Machu Picchu & the Camera
27th Jan 2004 - 14th Mar 2004
Photographs of a mysterious ruined city of incredible beauty filled the Sainsbury Centre for Visual Arts when, Machu Picchu & the Camera, opened on Tuesday 27 January 2004.
Party of visitors at Machu Picchu
On the summit of Huayana Picchu.
The classic view of Machu Picchu
The exhibition Machu Picchu & the Camera presented the 'lost city of the Incas' as a twentieth century phenomenon, discovered by the American explorer Hiram Bingham on July 24 1911, and made known to the world through photography. Hiram Bingham's first few hours at Machu Picchu were spent taking photographs. The camera's long love affair with Machu Picchu had begun. After that first afternoon he did not return to the site until 1912 but sent some of his colleagues to Machu Picchu in September 1911, most notably Herman Tucker who took many of the most important early photographs.
In 1912 Bingham returned with a much larger expedition funded by Yale University and the National Geographic Society to clear and document the site. During these months Bingham took over 2,000 photographs including some of the spectacular panoramas shown in this exhibition. The following April, for the first time, a complete issue of the National Geographic Magazine was devoted to a single article 'In the Wonderland of Peru' containing 250 photographs by Bingham and his colleagues. Bingham made a brief visit to Machu Picchu in 1915 and he continued to explore the surrounding area and found it, once again, completely overgrown.

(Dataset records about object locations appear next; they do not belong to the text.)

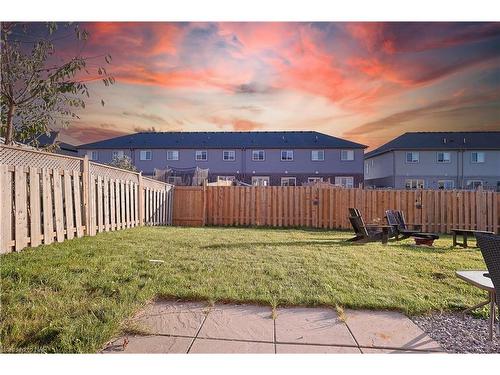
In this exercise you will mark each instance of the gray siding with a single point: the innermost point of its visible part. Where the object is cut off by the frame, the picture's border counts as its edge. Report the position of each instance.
(244, 167)
(460, 169)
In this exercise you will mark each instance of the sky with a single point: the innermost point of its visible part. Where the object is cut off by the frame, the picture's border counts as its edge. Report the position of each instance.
(366, 82)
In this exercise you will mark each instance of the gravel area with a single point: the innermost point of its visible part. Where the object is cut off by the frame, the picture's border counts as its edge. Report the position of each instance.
(458, 333)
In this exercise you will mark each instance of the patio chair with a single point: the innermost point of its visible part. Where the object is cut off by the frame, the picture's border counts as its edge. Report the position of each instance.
(365, 233)
(396, 219)
(490, 248)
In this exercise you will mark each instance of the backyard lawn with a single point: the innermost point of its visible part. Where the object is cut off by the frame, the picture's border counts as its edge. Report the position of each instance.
(75, 296)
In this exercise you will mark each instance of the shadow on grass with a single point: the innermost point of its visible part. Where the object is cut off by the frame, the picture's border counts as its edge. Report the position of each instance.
(278, 244)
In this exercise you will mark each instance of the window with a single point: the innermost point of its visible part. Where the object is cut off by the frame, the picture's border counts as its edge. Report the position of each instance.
(258, 155)
(474, 184)
(412, 157)
(260, 181)
(286, 155)
(444, 157)
(477, 157)
(317, 155)
(346, 155)
(174, 180)
(146, 155)
(228, 155)
(288, 181)
(368, 166)
(226, 178)
(414, 183)
(315, 179)
(347, 182)
(201, 155)
(445, 184)
(172, 155)
(93, 155)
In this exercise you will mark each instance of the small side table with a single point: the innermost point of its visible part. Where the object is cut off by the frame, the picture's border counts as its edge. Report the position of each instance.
(478, 279)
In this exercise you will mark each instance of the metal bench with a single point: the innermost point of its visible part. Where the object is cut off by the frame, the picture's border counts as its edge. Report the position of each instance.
(465, 233)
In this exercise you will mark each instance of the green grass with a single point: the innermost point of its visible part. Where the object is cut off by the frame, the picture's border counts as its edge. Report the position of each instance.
(74, 296)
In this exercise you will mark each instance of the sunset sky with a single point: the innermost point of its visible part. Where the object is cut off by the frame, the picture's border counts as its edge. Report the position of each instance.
(367, 82)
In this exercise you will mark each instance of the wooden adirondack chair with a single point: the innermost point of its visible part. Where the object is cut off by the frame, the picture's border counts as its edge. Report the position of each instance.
(365, 233)
(396, 219)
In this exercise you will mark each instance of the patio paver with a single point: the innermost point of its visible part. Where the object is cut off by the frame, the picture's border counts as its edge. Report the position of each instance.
(227, 346)
(306, 325)
(239, 322)
(306, 349)
(150, 344)
(172, 318)
(387, 329)
(182, 327)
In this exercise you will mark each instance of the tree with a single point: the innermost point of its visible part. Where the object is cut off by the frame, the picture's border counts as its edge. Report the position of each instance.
(123, 162)
(39, 89)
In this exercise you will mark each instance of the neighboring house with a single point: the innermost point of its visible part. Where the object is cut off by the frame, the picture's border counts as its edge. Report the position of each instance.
(258, 158)
(436, 160)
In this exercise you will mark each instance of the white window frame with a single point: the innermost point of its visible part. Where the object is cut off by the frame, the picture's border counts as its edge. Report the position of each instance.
(174, 154)
(473, 182)
(285, 181)
(174, 180)
(143, 155)
(119, 154)
(287, 155)
(415, 183)
(444, 182)
(477, 161)
(226, 178)
(413, 153)
(349, 155)
(256, 180)
(444, 161)
(93, 155)
(256, 155)
(199, 153)
(229, 152)
(314, 179)
(318, 152)
(345, 181)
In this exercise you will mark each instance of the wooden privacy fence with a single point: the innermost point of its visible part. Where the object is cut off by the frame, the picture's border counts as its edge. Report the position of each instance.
(327, 207)
(49, 197)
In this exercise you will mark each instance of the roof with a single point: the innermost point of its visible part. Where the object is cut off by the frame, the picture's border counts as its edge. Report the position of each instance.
(292, 139)
(440, 141)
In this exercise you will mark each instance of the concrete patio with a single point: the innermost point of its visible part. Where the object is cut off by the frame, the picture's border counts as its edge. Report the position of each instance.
(194, 327)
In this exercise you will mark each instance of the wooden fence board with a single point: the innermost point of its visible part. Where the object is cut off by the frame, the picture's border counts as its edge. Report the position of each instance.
(35, 211)
(78, 204)
(48, 217)
(6, 209)
(58, 205)
(68, 205)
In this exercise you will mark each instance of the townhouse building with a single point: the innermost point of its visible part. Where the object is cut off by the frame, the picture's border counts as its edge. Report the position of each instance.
(436, 160)
(288, 158)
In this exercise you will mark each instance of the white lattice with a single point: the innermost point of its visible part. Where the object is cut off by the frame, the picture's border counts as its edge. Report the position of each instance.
(113, 173)
(32, 158)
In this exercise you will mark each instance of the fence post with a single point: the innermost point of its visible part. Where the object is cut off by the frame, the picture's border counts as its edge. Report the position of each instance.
(85, 166)
(204, 197)
(141, 200)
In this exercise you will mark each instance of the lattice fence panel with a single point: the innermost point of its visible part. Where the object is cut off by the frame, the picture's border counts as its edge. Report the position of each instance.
(37, 159)
(112, 173)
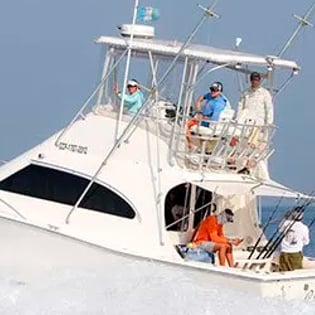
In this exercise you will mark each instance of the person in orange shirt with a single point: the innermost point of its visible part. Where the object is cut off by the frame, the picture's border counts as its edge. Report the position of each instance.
(210, 237)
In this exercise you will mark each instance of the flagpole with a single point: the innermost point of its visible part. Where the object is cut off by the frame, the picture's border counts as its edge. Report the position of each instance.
(135, 9)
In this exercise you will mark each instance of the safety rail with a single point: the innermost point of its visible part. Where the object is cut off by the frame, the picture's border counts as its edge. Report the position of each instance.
(223, 145)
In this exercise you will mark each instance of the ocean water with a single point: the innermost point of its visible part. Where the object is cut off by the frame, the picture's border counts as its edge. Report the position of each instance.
(42, 273)
(279, 211)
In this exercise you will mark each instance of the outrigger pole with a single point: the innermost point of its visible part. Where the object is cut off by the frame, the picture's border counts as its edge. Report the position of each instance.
(303, 21)
(135, 9)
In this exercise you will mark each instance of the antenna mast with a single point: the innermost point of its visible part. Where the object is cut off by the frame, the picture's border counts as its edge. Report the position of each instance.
(303, 21)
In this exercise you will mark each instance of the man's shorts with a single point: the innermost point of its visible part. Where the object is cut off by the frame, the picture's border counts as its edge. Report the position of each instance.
(207, 246)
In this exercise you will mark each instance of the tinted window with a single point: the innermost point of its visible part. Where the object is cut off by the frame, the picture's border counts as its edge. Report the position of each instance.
(50, 184)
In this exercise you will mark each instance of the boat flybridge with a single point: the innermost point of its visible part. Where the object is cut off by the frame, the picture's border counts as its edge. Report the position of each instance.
(113, 179)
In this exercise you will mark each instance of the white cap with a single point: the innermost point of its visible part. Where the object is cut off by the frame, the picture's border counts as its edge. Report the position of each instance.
(133, 83)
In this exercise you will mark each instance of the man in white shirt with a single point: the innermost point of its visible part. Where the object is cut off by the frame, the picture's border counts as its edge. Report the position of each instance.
(296, 236)
(255, 107)
(255, 104)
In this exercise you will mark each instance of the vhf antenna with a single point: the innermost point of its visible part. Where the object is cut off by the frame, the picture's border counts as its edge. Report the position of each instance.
(303, 21)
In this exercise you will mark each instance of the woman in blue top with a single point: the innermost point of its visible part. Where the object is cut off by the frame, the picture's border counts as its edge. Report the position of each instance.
(134, 100)
(216, 102)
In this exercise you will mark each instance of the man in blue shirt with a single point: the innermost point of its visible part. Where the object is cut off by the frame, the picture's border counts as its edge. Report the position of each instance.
(134, 100)
(216, 102)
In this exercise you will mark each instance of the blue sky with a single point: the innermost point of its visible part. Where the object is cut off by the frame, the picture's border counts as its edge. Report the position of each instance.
(49, 65)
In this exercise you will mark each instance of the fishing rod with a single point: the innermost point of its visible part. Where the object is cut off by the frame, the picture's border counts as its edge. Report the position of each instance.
(265, 227)
(282, 234)
(275, 235)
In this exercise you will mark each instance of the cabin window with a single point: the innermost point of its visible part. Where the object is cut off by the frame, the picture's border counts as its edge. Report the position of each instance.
(49, 184)
(177, 203)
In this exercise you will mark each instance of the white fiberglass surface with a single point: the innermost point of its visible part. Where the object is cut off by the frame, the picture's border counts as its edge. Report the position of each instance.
(43, 273)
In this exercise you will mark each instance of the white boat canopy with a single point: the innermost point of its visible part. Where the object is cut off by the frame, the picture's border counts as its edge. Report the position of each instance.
(245, 186)
(198, 52)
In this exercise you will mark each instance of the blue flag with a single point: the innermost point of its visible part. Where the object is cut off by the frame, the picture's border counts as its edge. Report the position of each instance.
(147, 14)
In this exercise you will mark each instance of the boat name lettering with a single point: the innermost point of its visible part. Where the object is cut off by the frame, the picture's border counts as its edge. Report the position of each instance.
(309, 296)
(72, 147)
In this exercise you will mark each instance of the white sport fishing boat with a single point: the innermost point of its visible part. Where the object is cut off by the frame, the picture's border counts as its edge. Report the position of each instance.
(112, 179)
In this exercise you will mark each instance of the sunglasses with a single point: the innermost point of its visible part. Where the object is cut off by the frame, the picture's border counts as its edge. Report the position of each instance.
(214, 90)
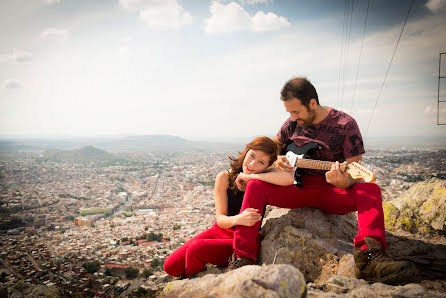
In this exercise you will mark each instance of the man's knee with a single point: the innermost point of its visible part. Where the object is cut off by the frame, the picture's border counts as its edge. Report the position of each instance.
(173, 267)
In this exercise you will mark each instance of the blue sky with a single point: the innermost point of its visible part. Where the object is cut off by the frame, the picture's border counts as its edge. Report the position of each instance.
(214, 69)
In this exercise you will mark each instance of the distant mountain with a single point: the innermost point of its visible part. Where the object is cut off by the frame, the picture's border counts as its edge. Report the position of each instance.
(84, 154)
(162, 143)
(148, 143)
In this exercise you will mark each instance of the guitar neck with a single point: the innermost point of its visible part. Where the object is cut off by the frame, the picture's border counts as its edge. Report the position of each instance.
(316, 164)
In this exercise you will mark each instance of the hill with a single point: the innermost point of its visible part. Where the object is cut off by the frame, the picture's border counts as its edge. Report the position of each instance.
(83, 155)
(147, 143)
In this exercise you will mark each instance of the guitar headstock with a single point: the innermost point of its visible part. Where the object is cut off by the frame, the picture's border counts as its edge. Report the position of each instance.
(358, 171)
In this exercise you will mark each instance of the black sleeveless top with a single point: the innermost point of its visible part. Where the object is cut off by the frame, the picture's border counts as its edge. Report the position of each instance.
(235, 201)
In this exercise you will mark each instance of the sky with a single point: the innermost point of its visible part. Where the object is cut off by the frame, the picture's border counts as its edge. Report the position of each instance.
(214, 69)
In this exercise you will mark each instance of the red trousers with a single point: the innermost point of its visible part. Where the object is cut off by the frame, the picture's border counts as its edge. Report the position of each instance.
(362, 197)
(212, 246)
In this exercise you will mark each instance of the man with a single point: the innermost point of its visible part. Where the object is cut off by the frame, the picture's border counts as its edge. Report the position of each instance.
(334, 191)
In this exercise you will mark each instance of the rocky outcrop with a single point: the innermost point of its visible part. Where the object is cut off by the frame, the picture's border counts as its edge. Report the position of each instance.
(341, 286)
(247, 281)
(421, 209)
(320, 245)
(317, 243)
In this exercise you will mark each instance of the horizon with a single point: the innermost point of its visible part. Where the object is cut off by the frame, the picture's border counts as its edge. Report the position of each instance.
(210, 69)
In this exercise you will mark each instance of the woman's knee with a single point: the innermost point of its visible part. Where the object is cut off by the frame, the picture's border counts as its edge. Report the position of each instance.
(256, 185)
(173, 266)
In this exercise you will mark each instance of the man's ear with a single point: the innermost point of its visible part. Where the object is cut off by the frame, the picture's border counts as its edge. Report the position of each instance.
(313, 103)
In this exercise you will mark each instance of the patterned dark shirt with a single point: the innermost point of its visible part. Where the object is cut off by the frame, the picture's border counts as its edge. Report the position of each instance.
(338, 135)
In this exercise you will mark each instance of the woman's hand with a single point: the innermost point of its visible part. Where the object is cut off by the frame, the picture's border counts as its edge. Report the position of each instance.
(248, 217)
(242, 179)
(339, 178)
(283, 163)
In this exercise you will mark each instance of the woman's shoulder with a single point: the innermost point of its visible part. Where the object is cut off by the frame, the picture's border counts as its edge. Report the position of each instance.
(223, 175)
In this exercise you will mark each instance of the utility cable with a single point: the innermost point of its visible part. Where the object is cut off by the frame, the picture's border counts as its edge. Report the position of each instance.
(359, 59)
(390, 64)
(342, 54)
(346, 56)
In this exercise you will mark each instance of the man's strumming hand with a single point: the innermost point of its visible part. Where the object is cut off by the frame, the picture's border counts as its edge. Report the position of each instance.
(339, 178)
(283, 163)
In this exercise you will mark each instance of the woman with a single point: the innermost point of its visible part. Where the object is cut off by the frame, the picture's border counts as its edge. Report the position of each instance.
(215, 244)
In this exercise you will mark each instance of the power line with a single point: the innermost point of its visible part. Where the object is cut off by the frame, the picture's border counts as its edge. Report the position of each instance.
(346, 56)
(359, 59)
(342, 52)
(390, 64)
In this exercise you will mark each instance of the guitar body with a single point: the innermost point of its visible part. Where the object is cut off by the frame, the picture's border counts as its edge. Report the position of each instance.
(302, 152)
(297, 156)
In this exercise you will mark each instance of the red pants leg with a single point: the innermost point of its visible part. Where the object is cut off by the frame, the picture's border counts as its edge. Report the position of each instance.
(363, 197)
(211, 246)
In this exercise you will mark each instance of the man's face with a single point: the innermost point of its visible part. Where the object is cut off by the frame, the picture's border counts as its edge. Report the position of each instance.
(298, 112)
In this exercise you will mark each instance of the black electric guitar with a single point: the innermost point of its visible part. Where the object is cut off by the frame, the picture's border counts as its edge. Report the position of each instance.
(296, 157)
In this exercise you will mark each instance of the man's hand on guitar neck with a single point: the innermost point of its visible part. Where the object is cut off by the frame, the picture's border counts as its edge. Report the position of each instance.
(282, 163)
(339, 178)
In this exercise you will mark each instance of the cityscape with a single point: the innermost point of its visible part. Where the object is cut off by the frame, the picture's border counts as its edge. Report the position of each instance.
(90, 227)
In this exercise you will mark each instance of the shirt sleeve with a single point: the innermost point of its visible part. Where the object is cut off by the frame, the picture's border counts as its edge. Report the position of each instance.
(353, 143)
(286, 131)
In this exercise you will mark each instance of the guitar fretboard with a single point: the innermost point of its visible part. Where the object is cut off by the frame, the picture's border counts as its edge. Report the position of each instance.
(316, 164)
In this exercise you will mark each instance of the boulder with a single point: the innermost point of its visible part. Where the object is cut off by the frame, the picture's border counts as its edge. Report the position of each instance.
(247, 281)
(421, 209)
(320, 245)
(342, 286)
(317, 243)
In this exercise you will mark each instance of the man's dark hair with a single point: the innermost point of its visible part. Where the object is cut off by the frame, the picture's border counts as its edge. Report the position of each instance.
(299, 88)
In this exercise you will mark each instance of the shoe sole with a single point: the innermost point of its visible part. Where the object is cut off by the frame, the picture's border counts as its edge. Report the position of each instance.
(404, 275)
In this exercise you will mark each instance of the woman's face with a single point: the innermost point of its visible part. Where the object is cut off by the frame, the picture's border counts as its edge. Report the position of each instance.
(255, 161)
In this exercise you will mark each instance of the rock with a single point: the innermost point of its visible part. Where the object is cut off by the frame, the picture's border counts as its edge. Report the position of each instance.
(247, 281)
(420, 209)
(320, 245)
(310, 240)
(351, 287)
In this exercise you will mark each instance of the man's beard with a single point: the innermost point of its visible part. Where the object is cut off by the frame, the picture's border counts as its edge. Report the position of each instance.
(309, 121)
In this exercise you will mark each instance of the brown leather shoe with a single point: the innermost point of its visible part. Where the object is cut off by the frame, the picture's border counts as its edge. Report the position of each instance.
(374, 265)
(235, 262)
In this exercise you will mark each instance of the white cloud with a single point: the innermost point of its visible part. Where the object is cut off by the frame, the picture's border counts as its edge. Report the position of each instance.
(436, 5)
(52, 1)
(269, 21)
(232, 17)
(167, 14)
(11, 84)
(21, 56)
(17, 56)
(55, 34)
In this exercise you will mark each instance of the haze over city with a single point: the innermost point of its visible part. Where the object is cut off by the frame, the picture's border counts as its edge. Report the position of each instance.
(214, 69)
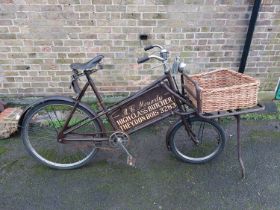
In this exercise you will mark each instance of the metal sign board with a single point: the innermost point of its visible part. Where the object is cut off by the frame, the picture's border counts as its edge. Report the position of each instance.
(145, 109)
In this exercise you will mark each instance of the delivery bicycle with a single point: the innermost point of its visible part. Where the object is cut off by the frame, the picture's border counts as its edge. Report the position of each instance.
(64, 133)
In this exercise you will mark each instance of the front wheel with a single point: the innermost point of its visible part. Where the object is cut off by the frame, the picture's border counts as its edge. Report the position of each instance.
(210, 136)
(41, 127)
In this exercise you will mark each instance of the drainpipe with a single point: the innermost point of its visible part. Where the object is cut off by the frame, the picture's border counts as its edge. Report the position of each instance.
(249, 36)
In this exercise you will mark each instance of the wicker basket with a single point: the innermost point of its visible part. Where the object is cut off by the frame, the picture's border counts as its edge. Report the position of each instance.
(221, 90)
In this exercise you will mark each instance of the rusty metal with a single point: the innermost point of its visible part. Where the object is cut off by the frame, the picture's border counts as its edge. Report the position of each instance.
(197, 91)
(151, 106)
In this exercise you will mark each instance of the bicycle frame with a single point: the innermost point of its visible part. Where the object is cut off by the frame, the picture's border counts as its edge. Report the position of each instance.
(164, 84)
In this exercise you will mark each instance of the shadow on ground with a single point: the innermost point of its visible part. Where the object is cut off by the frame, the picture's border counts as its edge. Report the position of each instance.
(159, 181)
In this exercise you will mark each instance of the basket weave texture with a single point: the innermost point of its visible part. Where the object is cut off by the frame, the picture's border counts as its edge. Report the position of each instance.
(223, 90)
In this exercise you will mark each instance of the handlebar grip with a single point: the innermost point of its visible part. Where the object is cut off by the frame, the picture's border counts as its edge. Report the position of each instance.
(143, 59)
(148, 47)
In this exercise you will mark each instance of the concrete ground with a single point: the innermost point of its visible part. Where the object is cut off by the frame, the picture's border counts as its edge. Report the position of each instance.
(159, 182)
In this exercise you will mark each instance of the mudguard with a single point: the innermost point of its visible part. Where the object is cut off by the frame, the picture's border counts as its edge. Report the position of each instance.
(63, 98)
(169, 131)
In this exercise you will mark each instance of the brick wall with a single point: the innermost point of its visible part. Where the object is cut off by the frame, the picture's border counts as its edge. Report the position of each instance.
(39, 39)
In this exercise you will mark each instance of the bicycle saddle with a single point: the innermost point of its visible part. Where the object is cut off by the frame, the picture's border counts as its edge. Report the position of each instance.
(88, 65)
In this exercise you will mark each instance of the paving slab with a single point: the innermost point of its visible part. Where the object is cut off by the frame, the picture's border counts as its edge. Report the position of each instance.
(160, 181)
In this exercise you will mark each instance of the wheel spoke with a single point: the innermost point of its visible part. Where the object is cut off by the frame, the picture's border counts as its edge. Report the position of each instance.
(41, 130)
(209, 134)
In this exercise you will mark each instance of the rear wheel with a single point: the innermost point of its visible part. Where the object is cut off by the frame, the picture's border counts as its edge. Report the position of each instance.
(210, 136)
(40, 129)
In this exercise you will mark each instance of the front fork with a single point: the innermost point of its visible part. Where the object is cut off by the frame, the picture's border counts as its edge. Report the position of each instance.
(189, 130)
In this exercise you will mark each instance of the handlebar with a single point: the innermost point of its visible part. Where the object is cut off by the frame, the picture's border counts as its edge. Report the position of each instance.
(152, 46)
(143, 59)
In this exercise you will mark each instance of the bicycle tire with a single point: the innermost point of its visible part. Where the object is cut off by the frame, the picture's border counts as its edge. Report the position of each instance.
(191, 152)
(43, 145)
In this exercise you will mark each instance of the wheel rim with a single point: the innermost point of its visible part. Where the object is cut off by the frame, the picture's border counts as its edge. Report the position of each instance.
(41, 136)
(209, 142)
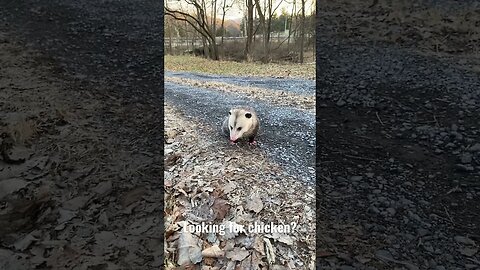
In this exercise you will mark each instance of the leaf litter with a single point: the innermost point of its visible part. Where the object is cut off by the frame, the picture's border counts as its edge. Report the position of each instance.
(214, 194)
(74, 196)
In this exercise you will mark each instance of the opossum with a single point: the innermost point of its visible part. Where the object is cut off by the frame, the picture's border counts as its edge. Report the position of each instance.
(241, 123)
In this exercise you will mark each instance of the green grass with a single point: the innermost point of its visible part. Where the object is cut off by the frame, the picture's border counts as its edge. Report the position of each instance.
(199, 64)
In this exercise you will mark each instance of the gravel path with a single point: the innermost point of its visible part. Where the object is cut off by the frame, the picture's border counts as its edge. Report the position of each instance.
(399, 158)
(287, 134)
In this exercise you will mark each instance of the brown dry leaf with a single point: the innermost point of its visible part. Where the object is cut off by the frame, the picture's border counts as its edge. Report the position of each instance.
(283, 238)
(213, 252)
(229, 187)
(247, 263)
(220, 208)
(237, 254)
(188, 249)
(258, 245)
(270, 250)
(254, 203)
(232, 229)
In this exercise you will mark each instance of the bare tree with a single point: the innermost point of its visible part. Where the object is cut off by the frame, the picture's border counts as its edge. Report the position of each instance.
(199, 22)
(302, 31)
(225, 8)
(249, 41)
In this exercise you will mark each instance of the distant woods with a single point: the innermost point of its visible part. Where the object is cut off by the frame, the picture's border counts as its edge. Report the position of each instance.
(248, 30)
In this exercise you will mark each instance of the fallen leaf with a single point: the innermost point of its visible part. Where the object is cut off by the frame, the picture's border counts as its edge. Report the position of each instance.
(188, 249)
(270, 251)
(213, 252)
(220, 208)
(237, 254)
(254, 203)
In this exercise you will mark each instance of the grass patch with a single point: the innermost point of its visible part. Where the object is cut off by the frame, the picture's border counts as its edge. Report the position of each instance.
(198, 64)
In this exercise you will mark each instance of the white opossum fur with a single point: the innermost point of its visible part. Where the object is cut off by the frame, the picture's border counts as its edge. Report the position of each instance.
(241, 123)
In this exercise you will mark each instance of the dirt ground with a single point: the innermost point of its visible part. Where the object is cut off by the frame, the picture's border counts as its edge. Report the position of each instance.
(81, 166)
(398, 144)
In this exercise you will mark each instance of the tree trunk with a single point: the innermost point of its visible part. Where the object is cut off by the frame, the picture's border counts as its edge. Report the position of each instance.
(249, 43)
(302, 31)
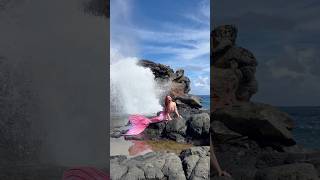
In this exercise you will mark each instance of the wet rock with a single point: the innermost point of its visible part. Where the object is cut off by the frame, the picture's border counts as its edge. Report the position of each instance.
(177, 125)
(154, 165)
(301, 171)
(258, 121)
(196, 162)
(223, 37)
(221, 133)
(191, 101)
(199, 125)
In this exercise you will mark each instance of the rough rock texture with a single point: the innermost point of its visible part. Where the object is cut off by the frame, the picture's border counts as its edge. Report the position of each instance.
(193, 129)
(195, 162)
(301, 171)
(252, 141)
(192, 164)
(194, 125)
(232, 67)
(17, 143)
(180, 84)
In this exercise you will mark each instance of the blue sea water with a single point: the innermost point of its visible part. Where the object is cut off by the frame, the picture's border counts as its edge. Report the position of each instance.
(306, 119)
(205, 99)
(307, 125)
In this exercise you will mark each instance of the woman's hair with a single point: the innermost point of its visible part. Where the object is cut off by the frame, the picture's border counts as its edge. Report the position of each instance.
(166, 103)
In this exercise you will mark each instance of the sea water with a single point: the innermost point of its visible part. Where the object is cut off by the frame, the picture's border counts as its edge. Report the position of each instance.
(307, 125)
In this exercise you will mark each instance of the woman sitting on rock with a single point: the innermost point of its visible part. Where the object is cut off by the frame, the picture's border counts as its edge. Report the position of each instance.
(139, 122)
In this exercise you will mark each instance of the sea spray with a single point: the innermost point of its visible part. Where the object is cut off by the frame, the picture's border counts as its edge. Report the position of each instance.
(133, 89)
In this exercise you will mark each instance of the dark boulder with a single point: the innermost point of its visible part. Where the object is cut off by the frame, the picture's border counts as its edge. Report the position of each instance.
(261, 122)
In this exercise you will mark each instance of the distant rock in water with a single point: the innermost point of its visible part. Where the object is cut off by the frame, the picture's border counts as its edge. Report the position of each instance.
(191, 164)
(233, 68)
(252, 140)
(194, 125)
(180, 84)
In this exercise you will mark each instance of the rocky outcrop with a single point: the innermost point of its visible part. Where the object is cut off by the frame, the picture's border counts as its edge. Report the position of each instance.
(260, 122)
(179, 83)
(232, 67)
(192, 164)
(252, 140)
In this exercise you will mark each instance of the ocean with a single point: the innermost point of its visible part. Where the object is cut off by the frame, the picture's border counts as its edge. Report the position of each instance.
(306, 119)
(307, 125)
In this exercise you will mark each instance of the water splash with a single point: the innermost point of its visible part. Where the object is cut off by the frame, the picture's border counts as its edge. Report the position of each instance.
(133, 89)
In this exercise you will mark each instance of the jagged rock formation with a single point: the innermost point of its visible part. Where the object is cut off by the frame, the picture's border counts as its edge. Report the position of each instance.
(252, 140)
(180, 84)
(191, 164)
(232, 68)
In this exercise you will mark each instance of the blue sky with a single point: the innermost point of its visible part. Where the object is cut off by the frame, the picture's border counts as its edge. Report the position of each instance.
(284, 37)
(175, 33)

In 1917 the Peruvian photographer Martín Chambi who lived and worked in Cuzco almost all his life made his first visit to Machu Picchu. In the following decades he made many visits to Machu Picchu with his friends, sometimes acting as experienced guide as well as photographer. While there is a serious side to his photographs in that he belonged to the generation of indigenistas, the Peruvian intellectuals who wanted to reclaim the Inca patrimony as their own, he was also 'enchanted by light' as his daughter Julia remembered, and many of his photographs have a playfulness and sense of fun. His reputation as a photographer of international importance grew after his death with the discovery of his archive of 17,000 negatives and has resulted in exhibitions and acquisitions of his prints by major museums all over the world.
The joy and sense of wonder that Chambi experienced in his visits to Machu Picchu are shared by many of today's visitors who also reach for their cameras in an instinctive response to its visual impact. The Incas may have experienced Machu Picchu in the same way. Professor Richard Burger has suggested that Machu Picchu was a royal estate used by the Incan royalty in the Andean winter to relax, hunt, and entertain visitors. It was a luxury for the elite and when the socioeconomic system underlying it collapsed it was abandoned.
The beauty of Machu Picchu is still enjoyed by the 500,000 people from all over the world who visit Machu Picchu each year, bringing life and colour and their own exoticism to these remote ruins high in the Andes. They are inspired to visit Machu Picchu through the photographs they have seen and return home with their own photographs of one of the most photogenic places in the world. Their experience is recorded in the photographs of Charles Chadwyck-Healey and Hugh Thomson taken in the first years of this century.
Machu Picchu & the Camera was organised and curated by Charles Chadwyck-Healey with assistance from Hugh Thomson.